Implementation and Application of Automata in String Processing

Gonzalo Navarro

Automata have been enormously successful in matching different types of complex patterns on sequences, with applications in many areas, from text retrieval to bioinformatics, from multimedia databases to signal processing. In general terms, the process to match a complex pattern is (1) design a NFA that recognizes the pattern; (2) slightly modify it to recognize any string ending with the pattern; (3) convert it into a DFA; (4) feed it with the sequence, signaling the endpoints of a pattern occurrence each time the DFA reaches a final state. Alternatively one can omit step (2) and backtrack with the DFA on the suffix tree of the sequence, which leads to sublinear-time complex pattern matching in many relevant cases. This process, as it is well-known, has a potential problem in stage (3), because the DFA can be of exponential size. Rather than being a theoretical reservation, the problem does arise in a number of real-life situations.

Bit-parallelism is a technique that helps circumvent this problem in many practical cases. It allows carrying out several operations in parallel on the bits of a computer word. By mapping NFA states to bits, bit-parallelism allows one to simulate the NFA behavior efficiently without converting it to deterministic. We show how bit-parallelism can be applied in many problems where the NFA has a regular structure, which allows us simulating it using typical processor instructions on machine words. Moreover, we show that even on general regular expressions, without any particular structure, bit-parallelism allows one to reduce the space requirement of the DFA. In general, the bit-parallel algorithm on the NFA is simpler to program and more space and time efficient than the one based on the DFA.

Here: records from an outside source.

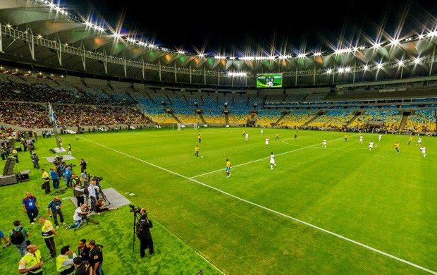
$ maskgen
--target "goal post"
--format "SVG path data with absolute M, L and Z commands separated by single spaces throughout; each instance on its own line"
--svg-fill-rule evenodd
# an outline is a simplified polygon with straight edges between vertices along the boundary
M 197 130 L 197 123 L 178 123 L 178 130 L 180 131 L 184 128 L 193 128 L 195 130 Z

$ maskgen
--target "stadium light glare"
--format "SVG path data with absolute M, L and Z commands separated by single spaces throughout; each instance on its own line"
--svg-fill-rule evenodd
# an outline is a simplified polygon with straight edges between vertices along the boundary
M 434 30 L 433 32 L 431 32 L 428 34 L 428 36 L 430 37 L 433 37 L 435 36 L 437 36 L 437 30 Z
M 374 44 L 373 47 L 375 48 L 375 49 L 379 49 L 381 47 L 381 43 L 376 42 L 376 43 Z
M 391 42 L 390 42 L 390 45 L 393 45 L 393 46 L 396 46 L 399 44 L 399 39 L 393 39 L 391 40 Z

We show the use of bit-parallelism for exact pattern matching, for allowing optional and repeatable characters, classes of characters and bounded-length gaps, and for general regular expressions. The paradigm is flexible enough to permit combining any of those searches with approximate matching, where the occurrence can be at a limited edit distance to a string of the language denoted by the automaton. We then show applications of these ideas to natural language processing, where the text is seen as a sequence of words, and bit-parallelism allows flexibility in the matching at the word level, for example allowing missing or spurious words.